The Lower Taxman Cometh

Carlyle Group co-founder William Conway spoke Down Under on the subject of taxes.

"But people want to know what the rules are and they don't want the rules to change."

"Like interest rates, taxes are a cost of doing business," Mr Conway said. "You take that into account when you decide how much you can afford to pay.

"To the extent that taxes are higher here than in other places in the world, capital is going to flow to where it can. It matters and it will affect the returns that are earned and that will affect whether or not you do a deal. But it doesn't mean there won't be any transactions done because certainly there will be."

Code speak applies to Australia and any countries listening. Capital is water, flowing where it can. Only H2O doesn't require 30% annual expansion.

Surely, Conway's words made it to America. Obama's deficit commission kicked off with a campaign style event from the Peter G. Peterson Foundation. Peterson made his billions in the same field as Conway, private equity underwriting (PEU). Along the way, Peterson appointed Tim Geithner head of the New York Fed. Tim helped design and push regulatory reform, where PEU's get a virtual free pass.

The same day Conway's quote hit the airwaves, Carlyle bet big on structured credit, untradeable junk in the 2008 meltdown. If Uncle Sam's PPIP played a role in bringing back CDO pricing, that's worth something in taxes.

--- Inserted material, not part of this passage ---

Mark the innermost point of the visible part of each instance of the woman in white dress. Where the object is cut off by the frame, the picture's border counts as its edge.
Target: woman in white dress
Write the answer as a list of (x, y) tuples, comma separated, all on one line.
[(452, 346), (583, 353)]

Obama's Deficit Commission is co-chaired by a PEU. Erskine Bowles started Carousel Capital. He remains a Senior Adviser with the firm. Early code talk from the Deficit Commission favors lower corporate taxes. Remember Red and Blue deficit nominees, "people don't want the rules to change," except in their favor. I believe Red & Blue Corporacrats already have the message well internalized.